Foda-se! As gavetas da morgue são frias, porra. Mas frias mesmo!
Eu sei que não devia dizer estas coisas, mas de facto, estava lá um fio do car…(ai) do caraças…
Comecei logo a gelar!
Deixei de sentir os dedos dos pés e os pés; os “tomates” nem se fala; e a bochechas do cu pareciam pedras de granito, tão rijas estavam.
Passei lá uma noite inteirinha.
De manhã puxaram-me para fora e um gajo de óculos a tresandar a tabaco olhou para mim, espetou-me uma faca nos peitos e vá de me abrir até ao umbigo.
Entretanto outro diz-lhe: oh pá o gajo patinou ca pancada na mona; deixa lá as vísceras…
Foi aqui que percebi que estavam a fazer-me a autópsia.
Mas eu estava cansado por uma noite sem dormir e acabei por adormecer…
Já não ouvi mais nada.
Até que…
Até que acordei com um intenso cheiro a cera misturado com odores de flores várias!
A cama onde estava deito, até que não era desconfortável, mas todos aqueles cheiros misturados… deixaram-me enjoado!
Sinceramente não gostei.
Mas como não era eu a pagar…, que seguisse a festa.
À minha volta umas quantas cadeiras ocupadas por gente que eu mal conhecia de ver a palminhar lá no bairro.
O meu vizinho Mário mais uns quantos outros, estavam à porta e fumarem e a rirem-se das anedotas que contavam uns aos outros;
Uma velha de quem eu nunca gostei resmungava para quem quisesse ouvir que eu era um antipático, que só falava a quem queria (ora bem), e que nunca lhe tinha pago um cafezito, sequer!
O gosma, um bêbado lá do bairro que estava sempre à espreita de alguém que lhe pagasse qualquer coisa, estava encostado à minha cama (pudera, se não se encostasse, caia), e balbuciava palavras sem nexo.
De súbito o vizinho Mário disse: é meia-noite, pessoal!
Levantaram-se todos e saíram de mansinho.
As luzes apagaram-se e ali fiquei eu, só e abandonado.
Sem nada que fazer, adormeci profundamente!
Já ia alto o sol quando acordei aos solavancos, transportado por uns tipos que eu nunca tinha visto, todos vestidos de negro (não sei porquê lembrei-me do w.smith), que depositaram a minha camita no chão ao mesmo tempo que um padreco falava de coisa e loisas lá da vida dele e que supostamente teriam que ver com a minha.
Acabado o discurso meteram-me numa cave, (sem arejamento nem luz directa), e taparam-na aparentemente para que não houvessem dúvidas de que eu iria ali ficar.

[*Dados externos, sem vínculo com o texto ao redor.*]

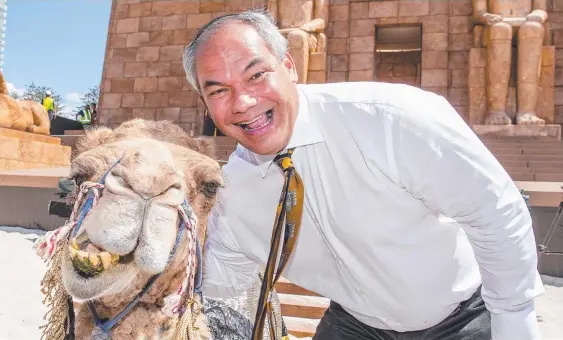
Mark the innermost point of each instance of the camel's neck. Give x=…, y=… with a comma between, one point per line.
x=145, y=321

Por cima puseram as flores e debandaram, cada um à sua vida.
E pronto; lá fiquei eu que é onde ainda estou à mais de quatro anos.

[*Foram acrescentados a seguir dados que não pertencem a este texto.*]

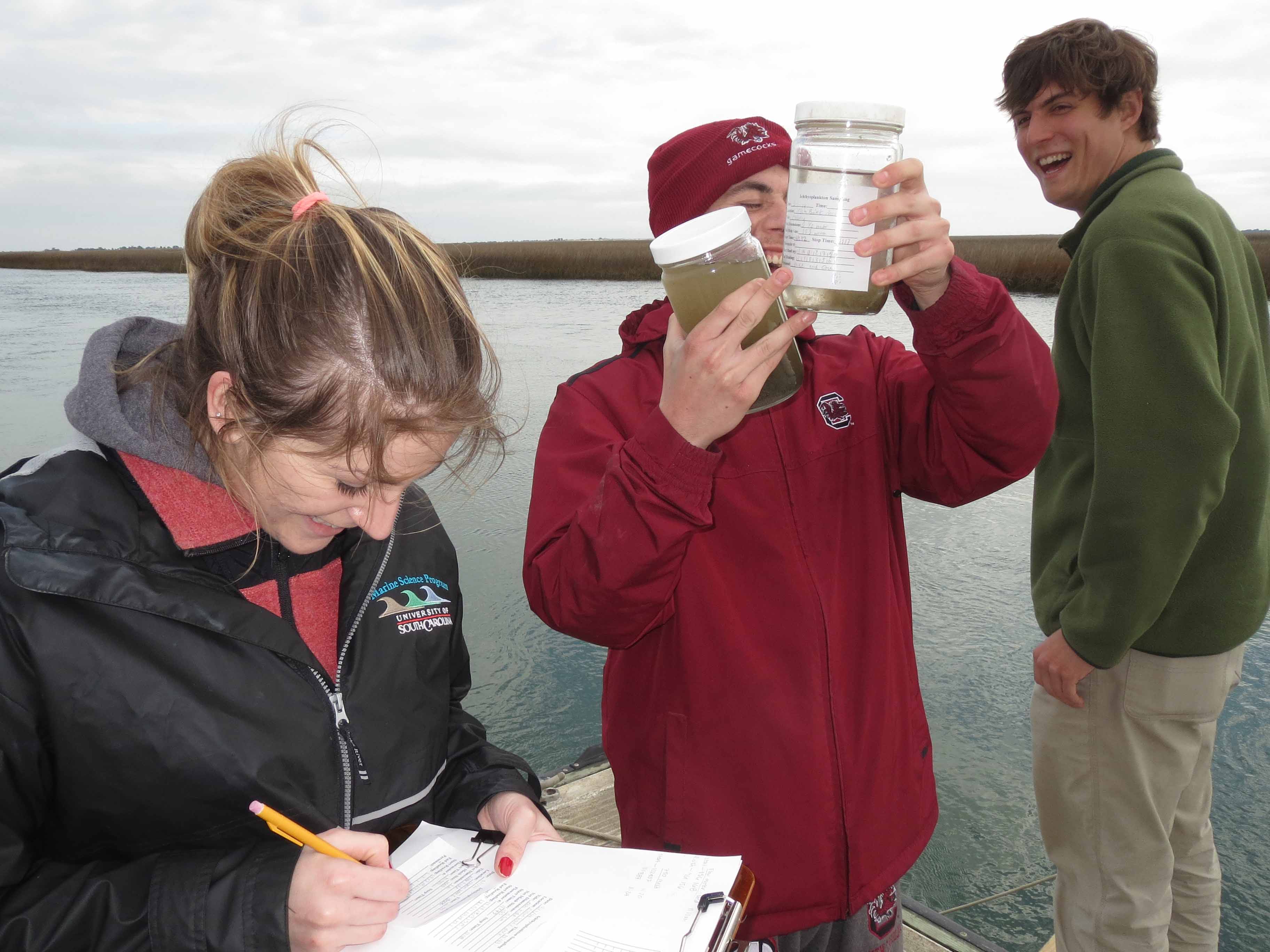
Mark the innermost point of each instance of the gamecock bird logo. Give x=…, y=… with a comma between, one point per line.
x=750, y=133
x=833, y=409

Devo dizer que a memória já me prega partidas; já não me lembro bem qual foi a ultima vez que fui à bola, nem quem ganhou o último campeonato;
Não me lembro, também do nome a minha vizinha que de vez em quando ia lá a casa, à noite, para desabafar comigo das coisas que o marido lhe fazia; mas lembro-me que ela só lá ia quando o marido (que era embarcadiço num navio de cruzeiros) estava fora.
Eu sei perfeitamente que morri, mas estou muito melhor!
Já não fumo nem bebo, (colesterol nem pensar) e estou muito mais magro.
Afinal isto de um gajo morrer não é assim tão mau.
eheheheh!!!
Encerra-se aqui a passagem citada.